Last week was a rough body image week for me as you may recall. I have those days, week, months… years… from time to time.
This week, I am reflecting on how far I have come in this newest get healthy journey. In my opinion, I woke up one day in December and was heavy/ plump/ chubby. It was a very all of a sudden feeling. When, in reality the weight slowly crept on.
I keep thinking that last year at this time I was thinner, I was in better shape. The reality is, I wasn’t. I may have weighed less, but I am in better shape now. I am running faster. I am lifting heavier weights. I am eating slightly better.

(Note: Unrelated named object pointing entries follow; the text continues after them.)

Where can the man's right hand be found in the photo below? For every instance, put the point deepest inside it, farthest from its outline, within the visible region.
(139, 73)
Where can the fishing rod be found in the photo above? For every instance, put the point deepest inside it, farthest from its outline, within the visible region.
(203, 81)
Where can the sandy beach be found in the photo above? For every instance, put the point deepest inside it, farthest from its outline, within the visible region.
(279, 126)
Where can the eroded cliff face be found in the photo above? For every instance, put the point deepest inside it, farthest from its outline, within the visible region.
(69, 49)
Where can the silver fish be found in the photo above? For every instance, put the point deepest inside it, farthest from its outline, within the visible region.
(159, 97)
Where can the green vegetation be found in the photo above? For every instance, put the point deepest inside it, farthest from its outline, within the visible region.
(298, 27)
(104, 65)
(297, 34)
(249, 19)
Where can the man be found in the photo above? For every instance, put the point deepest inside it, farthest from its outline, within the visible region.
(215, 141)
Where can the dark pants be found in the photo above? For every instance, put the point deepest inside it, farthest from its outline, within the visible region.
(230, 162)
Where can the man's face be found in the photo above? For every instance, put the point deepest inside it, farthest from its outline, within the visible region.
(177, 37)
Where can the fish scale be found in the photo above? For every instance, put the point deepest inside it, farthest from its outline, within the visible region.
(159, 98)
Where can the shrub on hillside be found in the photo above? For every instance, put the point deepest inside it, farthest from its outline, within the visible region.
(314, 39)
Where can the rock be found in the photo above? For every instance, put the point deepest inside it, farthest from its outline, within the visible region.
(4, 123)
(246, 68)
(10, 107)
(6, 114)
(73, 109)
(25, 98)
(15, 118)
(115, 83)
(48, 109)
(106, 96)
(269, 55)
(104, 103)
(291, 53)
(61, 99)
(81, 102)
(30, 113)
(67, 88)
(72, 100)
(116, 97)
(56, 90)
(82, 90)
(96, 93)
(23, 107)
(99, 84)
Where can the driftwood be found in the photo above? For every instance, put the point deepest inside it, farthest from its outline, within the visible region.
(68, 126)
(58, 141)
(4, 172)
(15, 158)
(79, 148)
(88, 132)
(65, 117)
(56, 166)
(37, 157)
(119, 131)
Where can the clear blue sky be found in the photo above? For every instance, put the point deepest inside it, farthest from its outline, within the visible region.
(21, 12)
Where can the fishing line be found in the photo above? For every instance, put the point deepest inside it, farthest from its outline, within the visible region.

Here we have a side by side comparison of me now, and me 9 months ago. I weirdly posed almost exactly the same way without meaning to. (I suppose I need to get some new moves…. Also, have shrunk all my running shirts since I refuse to line dry them due to impatience…It may seem like the shirt is snugger, but that is because the shirt is legit smaller.) My five-head is the same. I’m definitely not flabbier. I noticed that my arms are slightly more toned and my side boob is much more under control. Besides that, I look the same. Yet, in my tiny head I feel as though I am enormous compared to where I was last year.
Sometimes we are so focused on where we want to be, we forget where we started. When I began working out again in January or so, I had not run since before Thanksgiving. I was out of shape. Now I am running under 9.30 splits. Within 5 months I have gone from 11 min miles to almost 9 min miles?!? Pretty f-ing good if I do so say so myself.


Side by side comparison, again nothing earth shattering in these 5 months, but there is progress. My face is looking thinner, my legs more toned, the elastic around the midsection is working less hard, that chest fat/ side boob area is prob the most noticeable difference.
Knowing I have made progress is motivating. Am I where I want to be? No. But, I am closer. Knowing that I have toned up without sacrificing too much of my lifestyle is VERY encouraging. It makes me hopeful and excited to see where I will be in 5 months from now.